Data analysis occurred after the data were thoroughly cleansed and organized into a form that worked well with the analysis software. Using Python, my team and I created visualizations of keystroke data that were coded to understand user performance. I performed statistical tests using RStudio to solidify our understanding of the data and test our hypotheses.

Conclusions

On the whole, participants improved throughout the study.
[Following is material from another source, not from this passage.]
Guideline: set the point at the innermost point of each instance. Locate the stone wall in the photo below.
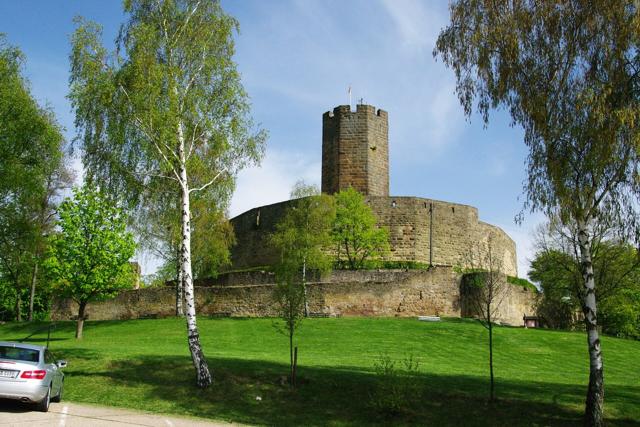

However, performance was no different depending on which feedback was received or what the participants' level of previous experience with cooperative-play video games or teamwork, more generally, was coming into the study. Because of our previous work, which showed that any feedback was better than no feedback, in terms of performance improvements, the lack of guidance on the first research question was not discouraging to our overall objective.
A lot of the challenge came from a lack of specific data about user interaction as well as slight balance issues related to the role participants embodied during the task. In future studies, more work will be done to build a task that can be used to evaluate teamwork without producing floor effects, as was observed in this evaluation. The findings of this study will help in future iterations of Intelligent Team Tutoring Systems.
Some flaws in the menu structure and the naming scheme were identified, leading to a quick rework of the prototype before the results were shared with the web design team. Because of the interviews used at the outset of the project, our team was able to prioritize the addition of digital accessibility information and assistive technology solutions. Also, this project positioned user-centered design in the viewport of IT professionals at Iowa State University. While the application of the UX process throughout the university will be slow (as is true for legacy companies and government organizations, in general), my team continues to work to evangelize the process to better our university.

Challenges

Balancing experimental power with the budget

As a team, we decided to not include a control. This greatly impeded our ability to delineate the source of improvements for our participants. Instead of giving up on the data, we found ways to benchmark the performance of the players in later trials on their first trials. I have learned, firsthand, the importance of a control condition when the research involves player performance.
The budget may tell you to call on fewer participants, but that doesn't mean you should cut out the control. Either accept lower power and look for trends, or use a planned missing data experimental design to stretch the budget without losing granularity.

Advanced data analysis

An ANOVA cannot tell you everything you need to know, especially in complex experimental designs. Because our participants were not independent (we wanted information on individuals on the teams), I learned and employed mixed-effects modeling to make sense of the nested data. The data were complex, as well, requiring a healthy dose of RStudio scripting to format the dataset in a usable way.